The uber-liberal think tank took a hard look at the issue, noting that, “People who experience high wage inequality during their working years are likely to experience high retirement income inequality, because Social Security benefits are tied to lifetime earnings, and people’s ability to save for retirement depends on how much they earn.”
Although wage inequality has thankfully slowed in recent years, the forces driving it persist, the authors claim, and a higher minimum wage would mitigate, but not eliminate, its effects.
“The investigators project wage inequality based on recent trends in the growth of the education premium—the hourly wage gap between college-educated workers and those with less education—which has been one of the most significant and persistent drivers of wage inequality.”
The results show that the effects of rising wage inequality reverberate into retirement. If the hourly wage gap between college and high school graduates continues to grow, projections reveal the following for people ages 67 to 75, according to the Institute:
- Lifetime earnings in the top fifth of the distribution would rise 2 percent in 2045, 5 percent in 2065, and 8 percent in 2085, relative to projected levels under the baseline when the education premium does not change.

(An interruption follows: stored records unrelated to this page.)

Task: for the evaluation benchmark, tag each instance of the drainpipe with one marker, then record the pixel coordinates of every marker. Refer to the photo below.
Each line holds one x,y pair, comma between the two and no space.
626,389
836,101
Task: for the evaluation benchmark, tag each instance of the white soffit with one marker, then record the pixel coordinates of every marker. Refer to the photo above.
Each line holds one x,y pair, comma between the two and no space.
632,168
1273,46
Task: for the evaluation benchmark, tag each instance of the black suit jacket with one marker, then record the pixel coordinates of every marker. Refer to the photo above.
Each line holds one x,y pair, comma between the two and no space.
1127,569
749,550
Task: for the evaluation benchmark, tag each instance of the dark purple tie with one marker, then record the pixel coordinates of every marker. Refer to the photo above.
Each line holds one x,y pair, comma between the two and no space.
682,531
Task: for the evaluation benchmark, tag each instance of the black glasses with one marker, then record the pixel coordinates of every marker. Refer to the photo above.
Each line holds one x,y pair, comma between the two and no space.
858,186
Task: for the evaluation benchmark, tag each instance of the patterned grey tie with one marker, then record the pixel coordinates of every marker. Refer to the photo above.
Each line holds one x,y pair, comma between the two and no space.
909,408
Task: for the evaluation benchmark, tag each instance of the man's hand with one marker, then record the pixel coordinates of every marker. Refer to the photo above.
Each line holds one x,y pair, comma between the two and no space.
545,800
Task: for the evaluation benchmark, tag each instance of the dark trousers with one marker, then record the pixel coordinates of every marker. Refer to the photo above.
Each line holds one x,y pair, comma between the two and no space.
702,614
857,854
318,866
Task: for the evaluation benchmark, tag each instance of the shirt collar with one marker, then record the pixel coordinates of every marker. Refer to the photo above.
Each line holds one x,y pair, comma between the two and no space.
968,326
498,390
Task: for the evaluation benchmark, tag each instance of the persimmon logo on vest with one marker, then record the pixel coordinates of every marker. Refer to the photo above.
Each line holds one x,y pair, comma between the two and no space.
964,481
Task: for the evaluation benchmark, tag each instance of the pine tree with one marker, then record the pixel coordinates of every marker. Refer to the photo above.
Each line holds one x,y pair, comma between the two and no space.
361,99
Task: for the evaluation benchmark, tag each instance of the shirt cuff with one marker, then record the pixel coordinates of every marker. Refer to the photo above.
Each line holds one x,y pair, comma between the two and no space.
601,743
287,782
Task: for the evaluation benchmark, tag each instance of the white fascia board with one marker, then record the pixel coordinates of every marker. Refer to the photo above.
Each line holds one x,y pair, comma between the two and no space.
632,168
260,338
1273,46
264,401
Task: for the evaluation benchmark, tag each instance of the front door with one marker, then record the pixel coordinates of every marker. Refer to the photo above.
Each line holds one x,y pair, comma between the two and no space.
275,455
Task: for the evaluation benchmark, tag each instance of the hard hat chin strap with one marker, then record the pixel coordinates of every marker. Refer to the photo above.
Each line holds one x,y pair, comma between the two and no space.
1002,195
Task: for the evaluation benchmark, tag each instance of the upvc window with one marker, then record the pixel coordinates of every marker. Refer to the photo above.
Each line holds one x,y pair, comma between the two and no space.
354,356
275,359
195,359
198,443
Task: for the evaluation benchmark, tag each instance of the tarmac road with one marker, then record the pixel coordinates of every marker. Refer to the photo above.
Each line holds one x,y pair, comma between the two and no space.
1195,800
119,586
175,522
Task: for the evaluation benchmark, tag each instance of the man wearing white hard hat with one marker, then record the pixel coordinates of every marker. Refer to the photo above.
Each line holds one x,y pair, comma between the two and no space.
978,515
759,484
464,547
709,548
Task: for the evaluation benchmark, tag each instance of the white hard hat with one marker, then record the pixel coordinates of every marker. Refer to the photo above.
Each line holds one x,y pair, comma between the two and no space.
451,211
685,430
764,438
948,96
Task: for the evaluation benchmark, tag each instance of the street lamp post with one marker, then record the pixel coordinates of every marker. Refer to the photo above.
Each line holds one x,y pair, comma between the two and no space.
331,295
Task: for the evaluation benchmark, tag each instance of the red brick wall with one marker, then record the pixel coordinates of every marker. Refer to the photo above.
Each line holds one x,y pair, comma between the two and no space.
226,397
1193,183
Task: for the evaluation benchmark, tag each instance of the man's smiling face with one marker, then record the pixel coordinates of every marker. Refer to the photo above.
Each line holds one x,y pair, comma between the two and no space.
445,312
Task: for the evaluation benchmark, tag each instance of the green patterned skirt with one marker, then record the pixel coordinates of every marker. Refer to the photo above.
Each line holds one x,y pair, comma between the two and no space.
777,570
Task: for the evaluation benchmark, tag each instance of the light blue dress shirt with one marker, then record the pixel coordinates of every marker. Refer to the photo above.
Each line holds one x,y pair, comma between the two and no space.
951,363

- Annual retirement incomes in the top fifth of the lifetime earnings distribution would rise 3 percent in 2045, 5 percent in 2065, and 7 percent in 2085.
- In the bottom fifth of the distribution, lifetime earnings would fall 2 percent in 2045, 5 percent in 2065, and 9 percent in 2085.
- Annual retirement incomes in the bottom fifth of the lifetime earnings distribution would fall 3 percent in 2045, 6 percent in 2065, and 13 percent in 2085. These losses exceed the percentage decline in lifetime earnings, despite Social Security’s progressive benefit formula that replaces a larger share of preretirement earnings for people with limited lifetime earnings than for those with more lifetime earnings.
- The inequality of retirement income would rise over time, pushing the Gini coefficient .03 points higher than under the baseline in 2085.